The third question is: can we instead apply business monitoring to make sure our app works? We don't really care about exceptions and how to handle them. We care about the business value that we provide with our app. Sometimes your app does not raise any exception to be caught be Sentry. It can be broken in different ways. For example, your form validation can return errors when it should not normally happen. And you have zero exceptions, but a dysfunctional application. That's where business monitoring shines!

PostHog

We can track different business metrics and make sure there are new orders, new comments, new users, etc. And if not - I want an emergency notification. I don't want to waste extra money on reading logging information after angry clients will call or text me. Please, don't treat your users as a monitoring service!

The last question is: do you normally expect do_something_complex() to fail? Like HTTP calls or database access. If so, don't use exceptions, use Result monad instead. This way you can clearly indicate that something is going to fail. And act with confidence. And do not log anything. Just let it fail.

Logging is a side effect

One more important monad-related topic is the pureness of the function that has a logger call inside. Let's compare two similar functions:

def compute(arg: int) -> float:
    return (arg / PI) * MAGIC_NUMBER

And:

def compute(arg: int):
    result = (arg / PI) * MAGIC_NUMBER
    logger.debug('Computation is:', result)
    return result

The main difference between these two functions is that the first one is a perfect pure function and the second one is IO-bound impure one.

What consequences does it have?

  1. We have to change our return type to IOResult[float] because logging is impure and can fail (yes, loggers can fail and break your app)
  2. We need to test this side effect. And we need to remember to do so! Unless this side effect is explicit in the return type

Wise programmers even use special Writer monad to make logging pure and explicit. And that requires to significantly change the whole architecture around this function.

We also might want to pass the correct logger instance, which probably implies that we have to use dependency injection based on RequiresContext monad.

All I want to say with all these abstractions is that proper logging architecture is hard. It is not just about writing logger.log() here and there. It is a complex process of creating proper abstractions, composing them, and maintaining strict layers of pure and impure code.

Is your team ready for this?

Logging is a subsystem

We used to log things into a single file. It was fun!

Even this simple setup required us to do periodical log file rotation. But still, it was easy. We also used grep to find things in this file. But, even then we had problems. Do you happen to have several servers? Good luck finding any required information in all of these files and ssh connections.

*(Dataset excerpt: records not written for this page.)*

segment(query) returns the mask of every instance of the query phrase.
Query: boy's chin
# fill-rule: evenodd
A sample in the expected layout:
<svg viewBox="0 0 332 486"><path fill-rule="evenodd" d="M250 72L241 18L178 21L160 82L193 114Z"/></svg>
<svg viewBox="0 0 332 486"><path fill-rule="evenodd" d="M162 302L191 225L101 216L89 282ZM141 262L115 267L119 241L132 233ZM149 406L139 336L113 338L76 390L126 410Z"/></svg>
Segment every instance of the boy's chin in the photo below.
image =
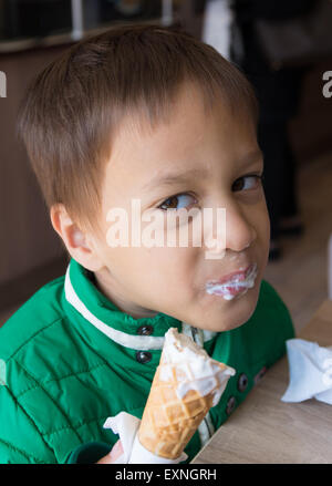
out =
<svg viewBox="0 0 332 486"><path fill-rule="evenodd" d="M204 312L203 316L198 317L196 313L190 324L207 331L230 331L245 324L251 318L257 307L257 296L252 293L228 301L224 300L224 309L220 306L211 304L209 311Z"/></svg>

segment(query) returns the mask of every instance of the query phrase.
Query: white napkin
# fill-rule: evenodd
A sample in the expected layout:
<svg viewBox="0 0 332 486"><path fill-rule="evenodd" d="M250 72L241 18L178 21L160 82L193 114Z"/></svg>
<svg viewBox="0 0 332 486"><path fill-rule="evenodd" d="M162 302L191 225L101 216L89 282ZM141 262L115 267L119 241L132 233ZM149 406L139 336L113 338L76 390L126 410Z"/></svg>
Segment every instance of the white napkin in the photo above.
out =
<svg viewBox="0 0 332 486"><path fill-rule="evenodd" d="M108 417L104 428L112 428L118 434L124 453L113 464L178 464L188 457L183 453L177 459L167 459L156 456L147 451L138 441L141 420L127 412L120 412L114 417Z"/></svg>
<svg viewBox="0 0 332 486"><path fill-rule="evenodd" d="M286 342L290 383L282 402L317 399L332 405L332 349L317 342L290 339Z"/></svg>

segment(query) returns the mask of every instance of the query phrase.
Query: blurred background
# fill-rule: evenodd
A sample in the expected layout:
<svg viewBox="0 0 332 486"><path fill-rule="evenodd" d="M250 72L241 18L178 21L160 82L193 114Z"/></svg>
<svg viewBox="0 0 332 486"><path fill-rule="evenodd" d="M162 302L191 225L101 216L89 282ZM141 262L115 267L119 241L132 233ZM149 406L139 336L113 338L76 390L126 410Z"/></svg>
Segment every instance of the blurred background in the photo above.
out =
<svg viewBox="0 0 332 486"><path fill-rule="evenodd" d="M331 7L330 0L0 0L0 325L69 261L14 135L27 86L86 35L116 23L159 22L214 45L256 89L271 219L266 279L300 330L331 292Z"/></svg>

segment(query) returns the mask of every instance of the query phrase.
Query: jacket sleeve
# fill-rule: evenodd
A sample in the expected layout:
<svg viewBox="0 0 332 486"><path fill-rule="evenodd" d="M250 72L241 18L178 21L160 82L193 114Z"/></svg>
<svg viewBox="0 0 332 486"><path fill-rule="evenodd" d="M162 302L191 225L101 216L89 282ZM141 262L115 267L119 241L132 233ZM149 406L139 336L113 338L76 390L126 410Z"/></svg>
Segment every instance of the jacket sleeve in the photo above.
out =
<svg viewBox="0 0 332 486"><path fill-rule="evenodd" d="M54 464L53 451L7 384L0 385L0 464Z"/></svg>

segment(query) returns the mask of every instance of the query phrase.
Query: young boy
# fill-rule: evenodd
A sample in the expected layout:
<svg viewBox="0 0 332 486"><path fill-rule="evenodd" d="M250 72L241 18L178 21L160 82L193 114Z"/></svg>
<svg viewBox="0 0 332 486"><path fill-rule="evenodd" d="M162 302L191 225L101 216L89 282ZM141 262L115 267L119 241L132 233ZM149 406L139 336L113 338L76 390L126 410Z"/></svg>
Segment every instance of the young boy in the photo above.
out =
<svg viewBox="0 0 332 486"><path fill-rule="evenodd" d="M190 462L284 353L291 318L262 279L257 117L234 65L156 25L83 40L37 76L19 133L71 259L0 331L1 463L112 462L118 437L103 424L122 411L142 417L170 327L237 371L185 448ZM159 236L172 211L196 208L173 227L189 230L224 208L222 251L133 244L133 200ZM113 245L114 208L129 215L128 245Z"/></svg>

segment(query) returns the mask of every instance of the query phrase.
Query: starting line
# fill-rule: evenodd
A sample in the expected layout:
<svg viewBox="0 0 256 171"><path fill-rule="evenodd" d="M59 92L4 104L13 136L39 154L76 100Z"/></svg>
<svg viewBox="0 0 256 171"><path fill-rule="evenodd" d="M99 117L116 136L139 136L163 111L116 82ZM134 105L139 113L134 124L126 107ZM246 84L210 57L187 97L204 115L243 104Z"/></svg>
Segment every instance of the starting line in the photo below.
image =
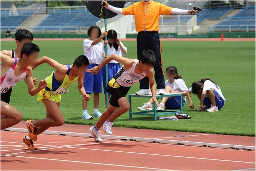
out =
<svg viewBox="0 0 256 171"><path fill-rule="evenodd" d="M27 133L27 129L19 129L14 127L9 127L5 129L5 131L13 131L22 133ZM59 135L61 136L70 136L76 137L89 137L92 138L91 134L86 133L78 133L62 131L46 131L44 132L44 134L50 134L50 135ZM168 144L178 144L179 145L184 145L185 144L195 145L202 145L204 147L211 147L211 146L218 147L227 147L230 148L232 149L238 149L241 148L244 150L250 150L251 149L255 149L255 146L249 146L240 145L233 145L233 144L218 144L218 143L204 143L200 142L194 141L179 141L179 140L162 140L154 138L147 138L141 137L123 137L123 136L109 136L106 135L101 135L101 138L104 138L108 139L120 139L121 140L130 140L132 141L136 141L137 140L146 142L153 142L153 143L165 143Z"/></svg>

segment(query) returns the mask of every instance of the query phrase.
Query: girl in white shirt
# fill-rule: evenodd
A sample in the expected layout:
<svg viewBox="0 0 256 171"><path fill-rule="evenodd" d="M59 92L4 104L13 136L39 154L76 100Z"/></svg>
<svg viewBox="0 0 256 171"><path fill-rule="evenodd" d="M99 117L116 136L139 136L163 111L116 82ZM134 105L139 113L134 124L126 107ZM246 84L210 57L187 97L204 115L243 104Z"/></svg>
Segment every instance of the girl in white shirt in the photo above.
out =
<svg viewBox="0 0 256 171"><path fill-rule="evenodd" d="M122 56L122 55L127 55L127 48L123 46L123 44L120 41L117 37L117 33L114 30L109 30L108 31L107 40L104 40L103 44L105 45L108 44L108 56L112 54L116 55ZM103 38L104 39L105 38ZM105 58L105 52L102 54L103 56ZM107 82L113 78L117 71L120 69L120 64L112 60L108 64L108 80L106 80L106 67L104 66L102 68L103 76L103 89L104 89L105 94L105 103L107 106L106 98L106 85ZM108 94L108 99L110 99L110 94Z"/></svg>
<svg viewBox="0 0 256 171"><path fill-rule="evenodd" d="M165 82L165 92L182 93L183 95L182 104L184 106L186 100L187 91L188 89L184 80L182 79L182 77L179 75L177 68L174 66L168 67L166 69L165 76L168 78ZM151 99L148 102L145 103L138 109L142 110L152 110L152 104L153 102ZM165 108L167 109L180 109L180 96L163 97L157 107L157 110L163 110Z"/></svg>
<svg viewBox="0 0 256 171"><path fill-rule="evenodd" d="M86 39L83 40L83 50L84 55L89 60L88 69L99 66L103 60L101 53L103 51L104 46L100 41L108 34L107 31L105 31L101 34L100 28L97 26L91 26L87 31L90 39ZM100 71L97 74L92 75L92 73L86 72L83 78L83 87L86 93L90 94L94 93L94 117L100 117L101 113L99 111L99 104L100 102L100 93L102 92L102 70ZM88 103L84 98L82 98L83 113L82 118L83 119L91 119L93 117L87 111Z"/></svg>
<svg viewBox="0 0 256 171"><path fill-rule="evenodd" d="M190 93L196 94L200 100L199 111L217 112L224 105L226 99L223 96L220 87L209 78L202 78L200 81L192 83L187 92L189 101L189 107L194 109L194 104L190 97Z"/></svg>

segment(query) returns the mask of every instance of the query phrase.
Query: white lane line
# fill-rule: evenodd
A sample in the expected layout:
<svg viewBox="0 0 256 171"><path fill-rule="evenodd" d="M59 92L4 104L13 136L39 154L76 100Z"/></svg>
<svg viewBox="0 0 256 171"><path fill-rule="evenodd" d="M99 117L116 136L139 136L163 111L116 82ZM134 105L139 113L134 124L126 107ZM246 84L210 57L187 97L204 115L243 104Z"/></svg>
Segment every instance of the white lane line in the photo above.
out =
<svg viewBox="0 0 256 171"><path fill-rule="evenodd" d="M143 168L143 169L151 169L151 170L170 170L169 169L158 168L151 168L151 167L140 167L140 166L132 166L132 165L119 165L119 164L113 164L101 163L95 163L95 162L85 162L85 161L74 161L74 160L61 160L61 159L57 159L45 158L41 158L41 157L33 157L21 156L17 156L17 155L5 155L5 156L14 157L26 158L35 159L41 159L41 160L58 161L65 161L65 162L74 162L74 163L109 165L109 166L124 167Z"/></svg>
<svg viewBox="0 0 256 171"><path fill-rule="evenodd" d="M191 158L191 159L201 159L201 160L214 160L214 161L228 161L228 162L238 162L238 163L250 163L250 164L255 164L255 162L247 162L247 161L235 161L235 160L222 160L222 159L214 159L214 158L201 158L201 157L186 157L186 156L176 156L176 155L164 155L164 154L151 154L151 153L138 153L138 152L129 152L129 151L115 151L115 150L101 150L101 149L91 149L91 148L80 148L80 147L67 147L67 148L70 148L79 149L89 150L107 151L107 152L118 152L118 153L131 153L131 154L143 154L143 155L154 155L154 156L164 156L164 157Z"/></svg>
<svg viewBox="0 0 256 171"><path fill-rule="evenodd" d="M196 135L191 135L190 136L173 136L173 137L160 137L160 138L155 138L155 139L162 139L163 138L178 138L178 137L193 137L193 136L206 136L208 135L211 135L211 134L196 134Z"/></svg>

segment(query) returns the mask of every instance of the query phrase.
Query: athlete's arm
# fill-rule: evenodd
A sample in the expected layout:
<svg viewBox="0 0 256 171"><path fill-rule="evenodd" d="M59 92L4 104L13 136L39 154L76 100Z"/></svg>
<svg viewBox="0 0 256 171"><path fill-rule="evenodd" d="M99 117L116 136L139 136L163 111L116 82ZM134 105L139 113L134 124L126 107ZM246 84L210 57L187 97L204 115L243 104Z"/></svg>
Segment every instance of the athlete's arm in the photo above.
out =
<svg viewBox="0 0 256 171"><path fill-rule="evenodd" d="M53 60L48 57L46 56L43 56L39 59L37 60L36 62L36 64L35 66L34 66L33 69L34 69L37 66L44 63L46 63L53 68L54 68L58 72L63 73L67 72L67 66L65 65L62 65L60 64L59 62L57 62L55 60Z"/></svg>
<svg viewBox="0 0 256 171"><path fill-rule="evenodd" d="M103 60L100 65L97 66L95 66L93 68L88 69L87 70L87 72L92 72L93 74L96 74L99 72L99 71L101 68L102 68L103 66L108 64L112 59L116 61L119 63L123 64L123 65L124 65L125 68L131 68L134 63L134 59L125 58L120 56L112 54Z"/></svg>
<svg viewBox="0 0 256 171"><path fill-rule="evenodd" d="M91 96L90 95L86 94L86 90L83 86L83 76L78 77L78 79L77 79L78 84L77 84L77 89L78 89L80 93L83 96L84 100L87 101L90 100L91 98Z"/></svg>
<svg viewBox="0 0 256 171"><path fill-rule="evenodd" d="M27 68L25 79L28 89L28 93L31 96L35 95L41 90L46 87L47 83L45 80L41 80L39 82L38 87L35 87L33 81L33 71L32 71L32 68L30 67Z"/></svg>
<svg viewBox="0 0 256 171"><path fill-rule="evenodd" d="M191 93L189 91L189 90L188 90L187 91L187 97L188 97L188 101L189 102L189 108L190 109L194 109L194 104L193 104L193 102L191 99L191 97L190 96L190 94Z"/></svg>
<svg viewBox="0 0 256 171"><path fill-rule="evenodd" d="M6 66L11 66L15 61L14 58L10 58L9 56L4 54L1 51L1 62Z"/></svg>
<svg viewBox="0 0 256 171"><path fill-rule="evenodd" d="M158 106L158 102L157 102L157 99L156 99L156 86L154 80L154 72L153 71L153 69L151 69L150 72L147 73L145 76L148 77L150 90L152 93L152 99L156 103L156 106Z"/></svg>

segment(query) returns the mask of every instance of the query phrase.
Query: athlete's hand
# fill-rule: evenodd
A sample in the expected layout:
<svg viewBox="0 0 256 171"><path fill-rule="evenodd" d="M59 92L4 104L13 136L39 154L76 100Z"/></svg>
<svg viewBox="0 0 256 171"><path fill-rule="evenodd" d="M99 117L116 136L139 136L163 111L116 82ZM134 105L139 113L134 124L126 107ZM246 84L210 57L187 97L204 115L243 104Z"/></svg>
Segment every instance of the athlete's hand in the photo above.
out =
<svg viewBox="0 0 256 171"><path fill-rule="evenodd" d="M156 99L156 97L155 96L152 97L152 100L153 100L153 101L155 102L155 104L156 105L156 107L158 107L159 104L158 104L158 102L157 101L157 99Z"/></svg>
<svg viewBox="0 0 256 171"><path fill-rule="evenodd" d="M198 13L199 13L199 12L198 12ZM196 14L196 11L195 11L194 10L190 10L188 11L188 14L189 14L189 15L194 15L195 14Z"/></svg>
<svg viewBox="0 0 256 171"><path fill-rule="evenodd" d="M32 78L33 82L34 82L34 86L36 85L36 83L37 83L37 80L35 78Z"/></svg>
<svg viewBox="0 0 256 171"><path fill-rule="evenodd" d="M119 39L119 37L116 37L116 44L120 46L120 39Z"/></svg>
<svg viewBox="0 0 256 171"><path fill-rule="evenodd" d="M91 99L91 96L87 94L86 94L83 96L83 97L84 98L84 100L86 100L87 101L89 101Z"/></svg>
<svg viewBox="0 0 256 171"><path fill-rule="evenodd" d="M203 105L201 105L199 106L199 107L198 107L198 109L199 109L200 111L203 111Z"/></svg>
<svg viewBox="0 0 256 171"><path fill-rule="evenodd" d="M193 104L193 103L190 103L189 104L189 108L190 108L190 109L194 109L194 104Z"/></svg>
<svg viewBox="0 0 256 171"><path fill-rule="evenodd" d="M87 70L88 72L92 72L92 74L96 74L100 71L100 68L99 67L99 66L96 66L93 67L93 68L89 69Z"/></svg>
<svg viewBox="0 0 256 171"><path fill-rule="evenodd" d="M46 88L47 85L47 83L46 83L46 80L45 79L41 80L40 82L39 82L38 87L41 90Z"/></svg>
<svg viewBox="0 0 256 171"><path fill-rule="evenodd" d="M104 32L103 32L103 34L102 34L102 36L104 37L106 36L107 35L108 35L108 31L107 30L105 30Z"/></svg>
<svg viewBox="0 0 256 171"><path fill-rule="evenodd" d="M101 2L101 5L103 5L104 3L105 3L104 7L106 8L107 8L108 7L108 2L106 2L106 1L103 1Z"/></svg>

But, now it is not enough! With all these microservices, cloud-native, and other 2020-ish tools we need complex subsystems to work with logging. It includes (but is not limited to):

And here's an example of what it takes to set this thing up with ELK stack:

version: '3.2'

services:
  elasticsearch:
    build:
      context: elasticsearch/
      args:
        ELK_VERSION: $ELK_VERSION
    volumes:
      - type: bind
        source: ./elasticsearch/config/elasticsearch.yml
        target: /usr/share/elasticsearch/config/elasticsearch.yml
        read_only: true
      - type: volume
        source: elasticsearch
        target: /usr/share/elasticsearch/data
    ports:
      - "9200:9200"
      - "9300:9300"
    environment:
      ES_JAVA_OPTS: "-Xmx256m -Xms256m"
      ELASTIC_PASSWORD: changeme
      discovery.type: single-node
    networks:
      - elk

  logstash:
    build:
      context: logstash/
      args:
        ELK_VERSION: $ELK_VERSION
    volumes:
      - type: bind
        source: ./logstash/config/logstash.yml
        target: /usr/share/logstash/config/logstash.yml
        read_only: true
      - type: bind
        source: ./logstash/pipeline
        target: /usr/share/logstash/pipeline
        read_only: true
    ports:
      - "5000:5000/tcp"
      - "5000:5000/udp"
      - "9600:9600"
    environment:
      LS_JAVA_OPTS: "-Xmx256m -Xms256m"
    networks:
      - elk
    depends_on:
      - elasticsearch

  kibana:
    build:
      context: kibana/
      args:
        ELK_VERSION: $ELK_VERSION
    volumes:
      - type: bind
        source: ./kibana/config/kibana.yml
        target: /usr/share/kibana/config/kibana.yml
        read_only: true
    ports:
      - "5601:5601"
    networks:
      - elk
    depends_on:
      - elasticsearch

networks:
  elk:
    driver: bridge

volumes:
  elasticsearch:

Isn't it a bit too hard?! Look, I just want to write strings into stdout. And then store it somewhere.

But no. You need a database. And a separate web-service. You also have to monitor your logging subsystem. And periodically update it, you also have to make sure that it is secure. And has enough resources. And everyone has access to it. And so on and so forth.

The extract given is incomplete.